Estudo avaliou 550 crianças de três a 17 anos, para medir a segurança, a tolerabilidade e a imunogenicidade da aplicação de duas doses da Coronavac com um intervalo de 28 dias entre elas

As análises apontaram que a vacina foi capaz de gerar anticorpos em 96% dos voluntários 28 dias após a segunda dose - Foto: Marcelo Camargo/Agência Brasil.


A CoronaVac, vacina contra a Covid-19 desenvolvida pela biofarmacêutica chinesa Sinovac Biotech e produzida no Brasil pelo Butantan, é segura para a população de três a 17 anos de idade e pode induzir uma forte produção de anticorpos no grupo pediátrico. As conclusões foram obtidas nos estudos clínicos de fases 1 e 2 conduzidos pela Sinovac com a aplicação da CoronaVac em crianças e adolescentes. Os resultados foram publicados no periódico científico The Lancet Infectious Diseases. 

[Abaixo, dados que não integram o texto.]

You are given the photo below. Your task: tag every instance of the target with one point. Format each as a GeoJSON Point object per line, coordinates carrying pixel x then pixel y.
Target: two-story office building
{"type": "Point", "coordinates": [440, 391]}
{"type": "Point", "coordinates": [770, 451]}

Este é o primeiro estudo do mundo a avaliar o uso de uma vacina contra a Covid-19 em uma população a partir dos três anos de idade. “Crianças e adolescentes com Covid-19 geralmente têm infecções leves ou assintomáticas em comparação aos adultos. Apesar disso, um pequeno número ainda pode estar em risco de doença grave e essa população ainda pode transmitir o vírus a outras pessoas. Portanto, é vital testar a segurança e a eficácia das vacinas contra a Covid-19 em grupos de idades mais jovens”, disse o gerente geral da Sinovac, Gao Qiang, em comunicado publicado no site da farmacêutica. 

O estudo randomizado, controlado e duplo-cego avaliou 550 crianças (71 na fase 1 e 479 na fase 2) de três a 17 anos para medir a segurança, a tolerabilidade e a imunogenicidade da aplicação de duas doses da Coronavac com um intervalo de 28 dias entre elas. 

Um grupo tomou a vacina enquanto o outro recebeu placebo com hidróxido de alumínio, adjuvante não nocivo ao organismo presente na fórmula do imunizante. As análises apontaram que a vacina foi capaz de gerar anticorpos em 96% dos voluntários 28 dias após a segunda dose. Na fase 1, nenhum dos participantes tinha anticorpos neutralizantes contra o SARS-CoV-2 e, 28 dias após a vacinação, 100% deles apresentaram anticorpos. 

Na fase 2, alguns voluntários receberam duas aplicações com dosagens menores (1,5µg) e  outros receberam dosagens maiores (3µg). Enquanto no primeiro grupo 95% dos participantes apresentaram anticorpos no sangue, este número foi de 100% no segundo grupo. Por isso, os pesquisadores optaram por seguir apenas com a dosagem mais alta no ensaio clínico de fase 3, que ainda está em andamento.

As reações adversas foram de leves a moderadas, sendo dor no local da aplicação e febre as mais comuns, com desaparecimento dos sintomas em até 48 horas. 27% dos participantes relataram efeitos colaterais. Houve apenas um caso de evento adverso grave, não associado à vacina – uma criança teve pneumonia após receber placebo.